World Hygiene Day 2023 commemorated at USP by students


The 2023 World Menstrual Hygiene Day was commemorated with a debate organised by the Rotary Pacific Water for Life Foundation last Thursday (June 1, 2023) hosted by The University of the South Pacific at its Laucala Campus.

The debate aimed to shed more light on the social issues surrounding menstruation and create a culture of awareness that would allow society to eliminate the stigma young girls and women face.

Officiating as Chief Guest at the event, Sarah Nisbet, the New Zealand High Commission’s First Secretary, stated that “menstrual cycle is a normal fact of life. We must all work towards normalising this fact of life and normalising the conversation.”

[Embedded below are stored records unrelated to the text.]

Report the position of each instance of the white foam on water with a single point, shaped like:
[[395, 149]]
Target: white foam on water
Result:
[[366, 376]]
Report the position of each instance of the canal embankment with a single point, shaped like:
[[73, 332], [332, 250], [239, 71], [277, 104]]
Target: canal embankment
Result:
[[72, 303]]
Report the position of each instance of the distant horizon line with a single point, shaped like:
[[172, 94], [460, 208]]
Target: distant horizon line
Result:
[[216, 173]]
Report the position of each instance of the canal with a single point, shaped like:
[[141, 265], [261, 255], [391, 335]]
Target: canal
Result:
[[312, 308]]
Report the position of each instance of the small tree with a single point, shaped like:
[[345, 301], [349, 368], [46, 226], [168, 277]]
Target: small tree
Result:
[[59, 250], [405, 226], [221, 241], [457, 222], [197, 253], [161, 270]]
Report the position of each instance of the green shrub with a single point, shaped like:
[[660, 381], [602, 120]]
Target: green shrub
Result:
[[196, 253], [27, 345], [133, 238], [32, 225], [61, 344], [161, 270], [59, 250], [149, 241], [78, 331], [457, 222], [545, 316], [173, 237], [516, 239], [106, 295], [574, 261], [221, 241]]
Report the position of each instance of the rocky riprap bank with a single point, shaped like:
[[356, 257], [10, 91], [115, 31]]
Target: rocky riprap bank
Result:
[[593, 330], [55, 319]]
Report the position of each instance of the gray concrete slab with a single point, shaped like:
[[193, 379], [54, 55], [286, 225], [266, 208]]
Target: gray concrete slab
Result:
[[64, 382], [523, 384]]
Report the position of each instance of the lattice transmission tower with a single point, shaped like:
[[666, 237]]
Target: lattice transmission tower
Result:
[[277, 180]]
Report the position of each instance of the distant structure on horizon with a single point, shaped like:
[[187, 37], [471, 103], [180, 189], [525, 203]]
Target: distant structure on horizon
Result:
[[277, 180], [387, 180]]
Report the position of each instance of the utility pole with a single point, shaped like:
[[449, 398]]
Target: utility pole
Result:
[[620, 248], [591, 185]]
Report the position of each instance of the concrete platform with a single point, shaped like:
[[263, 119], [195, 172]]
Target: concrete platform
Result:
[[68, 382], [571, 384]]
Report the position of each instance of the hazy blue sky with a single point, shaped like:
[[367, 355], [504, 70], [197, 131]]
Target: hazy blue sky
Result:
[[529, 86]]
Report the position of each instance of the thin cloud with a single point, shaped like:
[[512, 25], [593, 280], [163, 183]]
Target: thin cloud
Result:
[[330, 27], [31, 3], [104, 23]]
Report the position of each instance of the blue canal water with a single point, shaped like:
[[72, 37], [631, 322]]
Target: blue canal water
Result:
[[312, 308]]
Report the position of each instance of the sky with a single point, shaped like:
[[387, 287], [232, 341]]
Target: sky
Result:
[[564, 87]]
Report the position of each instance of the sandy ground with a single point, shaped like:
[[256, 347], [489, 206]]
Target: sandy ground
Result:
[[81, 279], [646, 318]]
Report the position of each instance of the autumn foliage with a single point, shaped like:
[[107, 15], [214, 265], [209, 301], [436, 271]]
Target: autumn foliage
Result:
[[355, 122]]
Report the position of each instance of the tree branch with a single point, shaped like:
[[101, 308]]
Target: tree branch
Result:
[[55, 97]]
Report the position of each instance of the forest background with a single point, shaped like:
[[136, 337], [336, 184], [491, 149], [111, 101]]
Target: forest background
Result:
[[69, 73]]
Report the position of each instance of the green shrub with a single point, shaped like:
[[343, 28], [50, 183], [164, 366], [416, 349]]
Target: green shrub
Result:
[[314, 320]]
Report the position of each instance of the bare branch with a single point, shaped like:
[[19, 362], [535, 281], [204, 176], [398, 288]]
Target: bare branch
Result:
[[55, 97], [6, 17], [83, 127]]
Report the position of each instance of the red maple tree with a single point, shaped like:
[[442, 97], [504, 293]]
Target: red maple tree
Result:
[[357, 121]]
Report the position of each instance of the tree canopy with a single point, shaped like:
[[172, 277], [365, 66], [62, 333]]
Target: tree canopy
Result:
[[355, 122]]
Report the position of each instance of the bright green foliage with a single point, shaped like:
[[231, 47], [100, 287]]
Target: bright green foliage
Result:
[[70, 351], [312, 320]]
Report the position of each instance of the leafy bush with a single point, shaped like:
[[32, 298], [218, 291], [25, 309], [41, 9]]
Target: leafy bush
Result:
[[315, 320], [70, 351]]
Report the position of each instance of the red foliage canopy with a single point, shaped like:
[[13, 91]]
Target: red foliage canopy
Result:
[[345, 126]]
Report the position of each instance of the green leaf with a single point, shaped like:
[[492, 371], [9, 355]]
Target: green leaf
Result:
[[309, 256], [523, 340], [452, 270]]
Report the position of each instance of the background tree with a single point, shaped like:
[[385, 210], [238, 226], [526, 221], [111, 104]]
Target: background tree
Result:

“I think that is one of the challenges for us here today and to figure out how do we do this and how do we start this conversation in the Pacific and any part of the world in a way that is culturally appropriate but continues to push those boundaries because it is such an important conversation that we need to be having.”

“The issue of women and girls being able to manage their menstruation with dignity is a human rights issue. Part of restoring that dignity is breaking the stigma around menstruation by ending the cycle through education, advocacy and awareness campaigns.”

As part of the programme, two teams from USP and two other teams from The University of Fiji battled it out in a debate competition, with the host institution winning both rounds.

USP won the first round after taking the opposing side of the topic “Can Culture be a Barrier to Girls’ Lack of Knowledge on Menstrual Hygiene Management”, scoring 132 points against Uni Fiji, who was only two points behind.

The second round of debate based on “Should there be a Policy in the Pacific Islands where Women and Girls are Allowed to take Leave Because of Menstruation”, was also won by team USP with an overall point of 131.

Speaking to the debate participants, Ms Nisbet stressed that such an initiative “will bring out new things and messages that will foster solidarity and conviction amongst different societies not only here in Fiji but also across the Pacific because we need to embrace this as a normal fact of life.”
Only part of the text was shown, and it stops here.